John, what about the idea/possibility that believers from different churches in the same city can unite together to advance the gospel? Churches aren’t exactly working *together* (practically) right now, at least in my area. The baseline theological similarities will be what causes the connection through TGC, then the mission will be to reach the city together. Of course, I don’t know what will come of all this, but, I’m really curious.

Christopher Lake said...

John,

This was a Christian conference which was meant, by design, to go into some deeper issues of theology and methodology in the local church. Certainly, a person doesn't have be a seminarian or theologian to be interested in such things (although we should remember that *all* Christians are theologians, ultimately).

However, the theme of this conference came from 2 Timothy, a letter specifically written to a young pastor. The concerns are those of an older brother in the faith (Paul), writing to a younger brother (Timothy), who is preparing to pastor a troubled local church.

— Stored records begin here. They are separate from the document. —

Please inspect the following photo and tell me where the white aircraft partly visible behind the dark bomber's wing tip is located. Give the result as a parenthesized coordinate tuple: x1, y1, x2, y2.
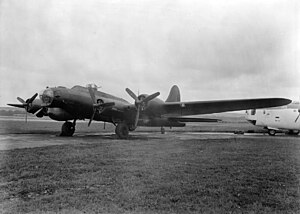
(246, 102, 300, 135)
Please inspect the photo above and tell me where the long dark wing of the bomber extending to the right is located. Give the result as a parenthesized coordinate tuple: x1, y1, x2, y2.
(163, 98, 291, 115)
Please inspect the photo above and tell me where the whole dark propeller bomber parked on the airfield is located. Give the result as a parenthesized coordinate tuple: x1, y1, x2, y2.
(8, 84, 291, 138)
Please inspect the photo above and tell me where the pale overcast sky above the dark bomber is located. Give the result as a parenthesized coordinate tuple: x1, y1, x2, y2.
(0, 0, 300, 106)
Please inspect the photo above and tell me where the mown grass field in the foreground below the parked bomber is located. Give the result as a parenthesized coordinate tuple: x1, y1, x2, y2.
(0, 118, 300, 213)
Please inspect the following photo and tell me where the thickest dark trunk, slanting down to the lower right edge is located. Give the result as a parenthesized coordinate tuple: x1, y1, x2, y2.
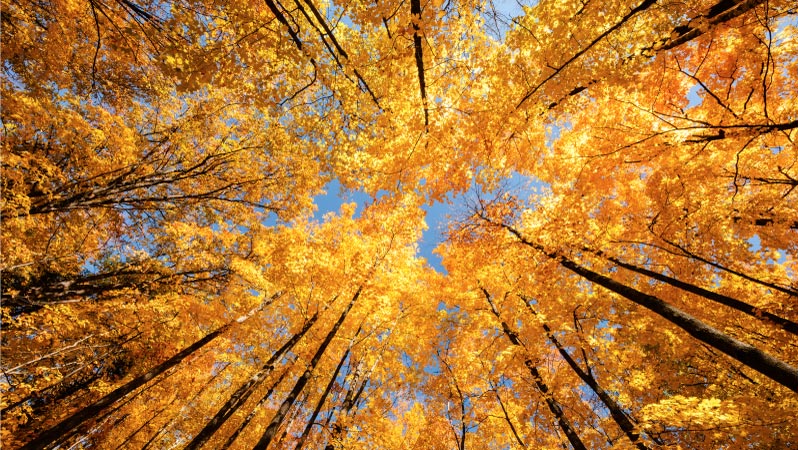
(494, 220, 798, 392)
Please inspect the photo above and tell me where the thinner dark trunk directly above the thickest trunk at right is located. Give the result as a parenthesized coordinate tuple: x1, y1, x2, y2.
(586, 249, 798, 335)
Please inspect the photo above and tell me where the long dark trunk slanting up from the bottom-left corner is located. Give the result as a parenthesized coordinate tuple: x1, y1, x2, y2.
(21, 292, 282, 450)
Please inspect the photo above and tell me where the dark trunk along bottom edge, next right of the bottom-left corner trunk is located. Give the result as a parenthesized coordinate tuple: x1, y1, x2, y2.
(185, 312, 319, 450)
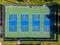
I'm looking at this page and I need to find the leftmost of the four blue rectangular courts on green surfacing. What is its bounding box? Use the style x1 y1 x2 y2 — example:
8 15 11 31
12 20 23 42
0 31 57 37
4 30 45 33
9 14 17 32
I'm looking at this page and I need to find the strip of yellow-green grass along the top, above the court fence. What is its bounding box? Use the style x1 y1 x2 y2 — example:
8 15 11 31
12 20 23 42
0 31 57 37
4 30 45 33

In other words, the Gospel Coalition's conference this year was not necessarily *meant* to address the average joe on the street. However, the truths of the messages at the conference are meant to be taken by pastors and implemented for the benefit of "average joe's," both churched and unchurched.

John C said...

I think I was mostly responding/reacting to the post Z linked by Ray Ortlund and his statement"But now the Lord is giving us something new, something better. Let's be thankful to him." And comparing it to PK, etc. Granted I was never a big PK guy, but I think it's mission was quite different and hard to compare to GC. It certainly tried to reach beyond the churched in it's evangelical efforts. I just hate to see someone comparing their affiliation with a group to other ministries/movements as "something new, something better" - there's no real reason/need for that in God's Kingdom - (unless it's seriously pointing out false teachers, etc.) and it's somewhat of a pompous/pious statement to make. I agree - movements/conferences/ministries need to band together and learn from one another and become of one accord, rather than constantly comparing themselves to past or present movements and holding onto a belief that they're somehow given by God as something better.